If you've ever implemented IS-IS or OSPF before, like 80% of the work is "LSP flooding", which is just the process that gets updates about available links from one end of the network to another as fast as possible without drowning the links themselves in update messages. Flooding algorithms don't build consensus, unlike Raft quorums, which intrinsically have a centralized set of authorities that keep a single source of truth for all the valid updates.
An OSPF router uses those updates to do build a forwarding table with a single-point shortest path first routine, but there's nothing to say that you couldn't instead use the same notion of publishing weighted advertisements of connectivity to, for instance, build a table to map incoming HTTP requests to backends that can field them.
The point is, if you're going to do distributed consensus, you've got a dilemma: either you're going to have the Ents moot in a single forest, close together, and round trip updates from across the globe in and out of that forest (painfully slow to get things in and out of the cluster), or you're going to try to have them moot long distance (painfully slow to have the cluster converge). The other thing you can do, though, is just sidestep this: we really don't have the Raft problem at all, in that different hosts on our network do not disagree with each other about whether they're running particular apps; if worker-sfu-ord-1934 says it's running an instance of app-4839, I pretty much don't give a shit if worker-sfu-maa-382a says otherwise; I can just take ORD's word for it.

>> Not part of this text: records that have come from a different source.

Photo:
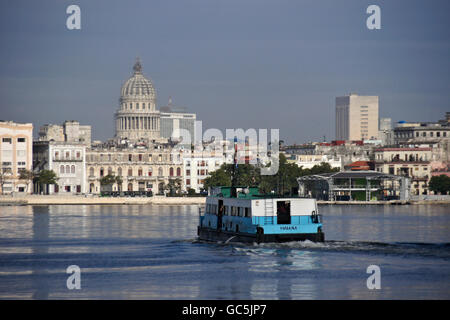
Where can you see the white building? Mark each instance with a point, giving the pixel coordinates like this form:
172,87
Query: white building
16,154
197,168
175,122
137,117
67,160
311,160
356,117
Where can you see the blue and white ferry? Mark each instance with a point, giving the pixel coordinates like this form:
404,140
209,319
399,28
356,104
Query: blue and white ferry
241,214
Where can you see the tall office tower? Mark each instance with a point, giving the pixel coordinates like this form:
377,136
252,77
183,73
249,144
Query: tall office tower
356,117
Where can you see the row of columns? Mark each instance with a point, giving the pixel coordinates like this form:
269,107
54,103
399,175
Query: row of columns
138,123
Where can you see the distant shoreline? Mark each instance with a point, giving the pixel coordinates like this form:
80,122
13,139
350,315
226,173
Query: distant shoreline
161,200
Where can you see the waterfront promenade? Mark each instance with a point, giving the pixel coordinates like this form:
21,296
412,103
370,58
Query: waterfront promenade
81,199
162,200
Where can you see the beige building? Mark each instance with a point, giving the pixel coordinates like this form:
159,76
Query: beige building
414,163
16,154
67,160
139,168
69,131
356,117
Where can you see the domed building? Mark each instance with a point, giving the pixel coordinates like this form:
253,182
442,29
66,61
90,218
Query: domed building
137,117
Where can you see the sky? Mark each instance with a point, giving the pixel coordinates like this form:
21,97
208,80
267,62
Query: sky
235,63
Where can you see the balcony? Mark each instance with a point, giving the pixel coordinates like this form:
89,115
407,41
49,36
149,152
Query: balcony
70,159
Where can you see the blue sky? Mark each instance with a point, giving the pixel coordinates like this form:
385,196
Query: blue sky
236,63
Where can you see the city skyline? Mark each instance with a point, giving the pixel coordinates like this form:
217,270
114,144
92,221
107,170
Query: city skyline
236,65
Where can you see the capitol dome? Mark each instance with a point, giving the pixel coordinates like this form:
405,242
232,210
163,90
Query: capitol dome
137,117
138,91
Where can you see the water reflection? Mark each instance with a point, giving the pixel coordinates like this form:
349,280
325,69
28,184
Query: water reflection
149,252
39,245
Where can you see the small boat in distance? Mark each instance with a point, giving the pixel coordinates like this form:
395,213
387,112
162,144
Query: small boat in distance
242,214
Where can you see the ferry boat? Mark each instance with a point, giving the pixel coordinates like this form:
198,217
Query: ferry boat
242,214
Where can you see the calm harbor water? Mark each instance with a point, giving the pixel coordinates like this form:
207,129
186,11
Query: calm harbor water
151,252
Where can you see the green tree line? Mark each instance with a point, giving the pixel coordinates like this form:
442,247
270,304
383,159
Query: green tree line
282,182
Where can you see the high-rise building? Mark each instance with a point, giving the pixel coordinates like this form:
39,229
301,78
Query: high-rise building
356,117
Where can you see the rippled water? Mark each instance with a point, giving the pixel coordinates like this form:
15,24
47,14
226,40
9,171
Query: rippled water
151,252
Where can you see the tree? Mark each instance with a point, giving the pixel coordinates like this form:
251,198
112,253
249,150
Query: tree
45,178
440,184
26,175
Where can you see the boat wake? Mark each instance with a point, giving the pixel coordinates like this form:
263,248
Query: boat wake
405,249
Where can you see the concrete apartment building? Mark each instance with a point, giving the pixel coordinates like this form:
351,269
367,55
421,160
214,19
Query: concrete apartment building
67,160
356,117
414,163
16,154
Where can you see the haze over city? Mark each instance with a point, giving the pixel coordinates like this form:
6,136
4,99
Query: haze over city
236,64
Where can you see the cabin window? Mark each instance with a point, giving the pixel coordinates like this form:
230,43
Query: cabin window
283,212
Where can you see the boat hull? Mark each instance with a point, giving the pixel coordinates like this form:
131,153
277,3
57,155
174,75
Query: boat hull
209,234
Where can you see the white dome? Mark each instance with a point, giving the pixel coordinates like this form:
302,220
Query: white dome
138,88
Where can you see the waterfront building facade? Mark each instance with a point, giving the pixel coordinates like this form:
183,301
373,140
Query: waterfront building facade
139,168
69,131
16,152
197,167
356,117
414,163
175,121
67,160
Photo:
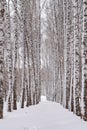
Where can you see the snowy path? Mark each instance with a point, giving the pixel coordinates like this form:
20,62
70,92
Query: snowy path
45,116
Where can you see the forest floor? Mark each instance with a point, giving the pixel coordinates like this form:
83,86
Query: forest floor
44,116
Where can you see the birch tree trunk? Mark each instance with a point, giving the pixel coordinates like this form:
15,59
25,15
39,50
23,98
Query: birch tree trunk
1,55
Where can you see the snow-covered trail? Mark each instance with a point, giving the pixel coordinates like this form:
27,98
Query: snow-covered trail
44,116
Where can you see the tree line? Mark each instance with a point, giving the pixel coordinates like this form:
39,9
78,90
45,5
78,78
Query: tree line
66,54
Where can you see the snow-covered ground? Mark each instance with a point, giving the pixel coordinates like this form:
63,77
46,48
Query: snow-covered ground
44,116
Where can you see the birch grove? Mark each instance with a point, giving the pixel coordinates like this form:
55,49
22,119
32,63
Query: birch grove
65,56
43,50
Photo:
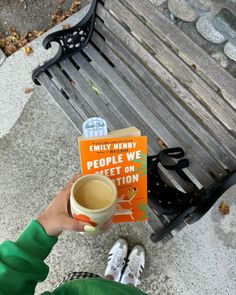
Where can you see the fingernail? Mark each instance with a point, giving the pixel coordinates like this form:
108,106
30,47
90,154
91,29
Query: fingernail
89,228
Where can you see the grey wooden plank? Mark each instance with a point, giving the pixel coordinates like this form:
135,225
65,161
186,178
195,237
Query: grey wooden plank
117,53
198,87
62,102
145,115
90,96
128,118
185,98
185,48
79,104
178,130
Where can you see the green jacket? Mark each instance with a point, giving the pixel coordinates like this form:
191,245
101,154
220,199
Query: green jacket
22,267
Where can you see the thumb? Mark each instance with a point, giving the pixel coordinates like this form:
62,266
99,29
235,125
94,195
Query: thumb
76,225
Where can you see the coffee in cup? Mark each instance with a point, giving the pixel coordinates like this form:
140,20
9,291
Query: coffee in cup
93,200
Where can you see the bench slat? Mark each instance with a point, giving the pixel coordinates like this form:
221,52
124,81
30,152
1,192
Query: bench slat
116,108
90,73
97,105
188,101
116,51
81,106
182,136
144,114
175,65
185,48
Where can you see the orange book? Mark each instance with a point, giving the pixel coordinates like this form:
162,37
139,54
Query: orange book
124,160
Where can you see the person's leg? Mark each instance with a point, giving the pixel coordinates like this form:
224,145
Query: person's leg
116,260
135,266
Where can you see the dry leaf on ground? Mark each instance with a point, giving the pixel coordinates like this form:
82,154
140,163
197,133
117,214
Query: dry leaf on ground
161,143
66,27
223,208
10,49
61,1
27,50
15,41
28,90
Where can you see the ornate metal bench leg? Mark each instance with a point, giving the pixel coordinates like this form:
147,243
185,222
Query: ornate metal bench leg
70,41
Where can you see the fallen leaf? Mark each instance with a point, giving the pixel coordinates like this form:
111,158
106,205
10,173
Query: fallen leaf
61,1
223,208
27,50
28,90
161,143
10,49
23,42
66,27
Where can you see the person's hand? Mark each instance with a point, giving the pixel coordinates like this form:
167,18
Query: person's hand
56,218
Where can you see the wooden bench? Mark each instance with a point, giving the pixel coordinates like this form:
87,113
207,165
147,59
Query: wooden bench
129,64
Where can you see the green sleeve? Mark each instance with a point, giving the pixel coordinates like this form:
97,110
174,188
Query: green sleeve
22,263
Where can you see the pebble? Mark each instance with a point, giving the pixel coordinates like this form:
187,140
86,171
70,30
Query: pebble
206,29
182,10
230,50
221,58
201,5
225,22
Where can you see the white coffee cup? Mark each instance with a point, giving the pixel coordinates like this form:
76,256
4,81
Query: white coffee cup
93,200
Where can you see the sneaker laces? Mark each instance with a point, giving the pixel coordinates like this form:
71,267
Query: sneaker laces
134,268
117,260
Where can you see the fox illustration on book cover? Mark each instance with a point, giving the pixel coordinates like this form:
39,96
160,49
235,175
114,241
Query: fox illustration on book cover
124,160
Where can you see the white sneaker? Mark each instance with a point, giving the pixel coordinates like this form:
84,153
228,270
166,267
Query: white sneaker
135,266
116,259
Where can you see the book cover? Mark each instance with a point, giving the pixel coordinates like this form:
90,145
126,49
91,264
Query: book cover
124,160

That's the intuition behind why you'd want to do something like SWIM update propagation rather than Raft for a global state propagation scheme.
But if you're just doing service discovery for a well-bounded set of applications (like you would be if you were running engineering for a single large company and their internal apps), Raft gives you some handy tools you might reasonably take advantage of --- a key-value store, for instance. You're mostly in a single data center anyways, so you don't have the long-distance-Entmoot problem. And HashiCorp's tools will federate out across multiple data centers; the constraints you inherit by doing that federation mostly don't matter for a single company's engineering, but they're extremely painful if you're servicing an unbounded set of customer applications and providing each of them a single global picture of their deployments.
Or we're just holding it wrong. Also a possibility.